Érase una viuda que tenía dos hijas. Pero todos sus mimos y preferencias eran para la mayor y los trabajos más duros para la menor.
Cierto día mandó a la menor a por agua a la fuente con una cántara. Estaba cogiendo agua cuando se le acercó una anciana y le pidió que le diera de beber. Ella, sin dudarlo, se lo dio. Entonces la anciana, que era un hada disfrazada, como premio a su bondad, le concedió el don de que, cuando hablara, salieran flores y piedras preciosas de su boca. La niña volvió a su casa y, al hablar, le salían flores y piedras preciosas. La madre se quedó asombrada y le preguntó qué le pasaba. La niña se lo contó todo. La madre mandó a su hija mayor a la fuente con una jarra de plata. Cuando estaba sacando agua se le acercó la anciana y le pidió de beber. Ella le contestó de mala manera que si quería agua se la cogiese ella misma. El hada, al ver su mala contestación, le dio la desgracia de que, cuando hablase, le salieran por la boca serpientes y toda clase de reptiles. Al llegar a su casa y ver la madre lo que pasaba, culpó a la pequeña y mandó a su marido que se la llevase al bosque.

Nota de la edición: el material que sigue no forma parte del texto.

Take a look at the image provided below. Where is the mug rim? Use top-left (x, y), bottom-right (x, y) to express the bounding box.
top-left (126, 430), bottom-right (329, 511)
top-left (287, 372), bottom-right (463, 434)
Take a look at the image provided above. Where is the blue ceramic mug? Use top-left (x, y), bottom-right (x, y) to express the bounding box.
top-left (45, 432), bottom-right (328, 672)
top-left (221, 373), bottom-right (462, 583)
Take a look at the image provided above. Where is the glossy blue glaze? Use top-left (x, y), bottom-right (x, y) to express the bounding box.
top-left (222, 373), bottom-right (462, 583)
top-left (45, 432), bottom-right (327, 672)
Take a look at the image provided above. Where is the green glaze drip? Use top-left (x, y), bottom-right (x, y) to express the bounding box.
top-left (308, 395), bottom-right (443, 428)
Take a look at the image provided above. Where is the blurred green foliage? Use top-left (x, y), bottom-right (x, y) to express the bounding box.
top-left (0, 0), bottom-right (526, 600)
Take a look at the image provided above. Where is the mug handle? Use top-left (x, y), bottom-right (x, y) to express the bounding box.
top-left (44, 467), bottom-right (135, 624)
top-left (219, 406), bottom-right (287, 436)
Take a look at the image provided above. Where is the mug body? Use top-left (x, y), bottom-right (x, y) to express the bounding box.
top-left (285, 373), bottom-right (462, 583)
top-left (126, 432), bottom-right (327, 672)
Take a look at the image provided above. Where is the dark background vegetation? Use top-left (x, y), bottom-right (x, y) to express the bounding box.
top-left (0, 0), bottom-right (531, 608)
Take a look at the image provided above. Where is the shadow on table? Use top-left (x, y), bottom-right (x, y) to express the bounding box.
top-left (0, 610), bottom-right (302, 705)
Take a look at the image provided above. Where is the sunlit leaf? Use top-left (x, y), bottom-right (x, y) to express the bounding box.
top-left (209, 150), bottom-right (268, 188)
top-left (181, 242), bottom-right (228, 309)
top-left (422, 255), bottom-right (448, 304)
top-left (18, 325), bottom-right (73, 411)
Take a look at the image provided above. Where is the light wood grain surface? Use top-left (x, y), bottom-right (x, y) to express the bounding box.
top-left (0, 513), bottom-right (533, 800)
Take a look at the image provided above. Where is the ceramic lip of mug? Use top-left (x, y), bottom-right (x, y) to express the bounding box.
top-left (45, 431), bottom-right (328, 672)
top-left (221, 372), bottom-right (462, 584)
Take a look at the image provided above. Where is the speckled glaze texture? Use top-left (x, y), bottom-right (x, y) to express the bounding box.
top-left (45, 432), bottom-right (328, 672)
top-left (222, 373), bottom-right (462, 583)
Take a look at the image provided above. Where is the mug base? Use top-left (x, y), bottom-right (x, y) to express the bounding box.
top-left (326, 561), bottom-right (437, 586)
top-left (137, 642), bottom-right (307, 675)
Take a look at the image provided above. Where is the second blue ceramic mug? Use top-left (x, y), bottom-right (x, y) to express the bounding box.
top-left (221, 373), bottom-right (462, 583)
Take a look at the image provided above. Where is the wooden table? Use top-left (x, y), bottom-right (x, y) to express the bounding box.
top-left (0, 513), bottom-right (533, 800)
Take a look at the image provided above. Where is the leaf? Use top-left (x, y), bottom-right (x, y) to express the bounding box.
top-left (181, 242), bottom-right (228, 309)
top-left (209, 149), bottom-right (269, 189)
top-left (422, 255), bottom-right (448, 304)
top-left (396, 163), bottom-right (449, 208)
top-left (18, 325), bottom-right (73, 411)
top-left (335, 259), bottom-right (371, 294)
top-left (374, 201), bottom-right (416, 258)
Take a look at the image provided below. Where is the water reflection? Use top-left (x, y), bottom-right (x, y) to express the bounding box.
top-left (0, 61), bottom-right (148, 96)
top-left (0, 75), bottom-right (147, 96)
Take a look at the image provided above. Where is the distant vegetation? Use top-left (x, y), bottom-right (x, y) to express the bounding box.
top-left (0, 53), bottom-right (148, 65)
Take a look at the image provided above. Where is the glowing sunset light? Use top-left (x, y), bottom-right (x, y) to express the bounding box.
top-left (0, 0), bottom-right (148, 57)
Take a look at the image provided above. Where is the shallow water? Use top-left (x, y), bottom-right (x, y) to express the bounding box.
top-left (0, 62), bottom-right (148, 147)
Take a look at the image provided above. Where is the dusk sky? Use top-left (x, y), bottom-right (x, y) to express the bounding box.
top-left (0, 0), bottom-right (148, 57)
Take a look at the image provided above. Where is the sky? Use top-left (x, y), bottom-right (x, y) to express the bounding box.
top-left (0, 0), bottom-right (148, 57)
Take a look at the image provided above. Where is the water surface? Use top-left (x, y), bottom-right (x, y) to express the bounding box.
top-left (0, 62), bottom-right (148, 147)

Estaba en el bosque, llora que te llora, cuando acertó a pasar por allí un príncipe, que le preguntó qué le pasaba. Ella le contó su historia. El príncipe le propuso que se fuera con él a palacio y que se casaran. La niña aceptó y se fue con él muy feliz.
Al poco tiempo de estar casados supo que su madre había muerto y que su hermana vivía encerrada y sola, pues nadie resistía el espectáculo de estar a su lado.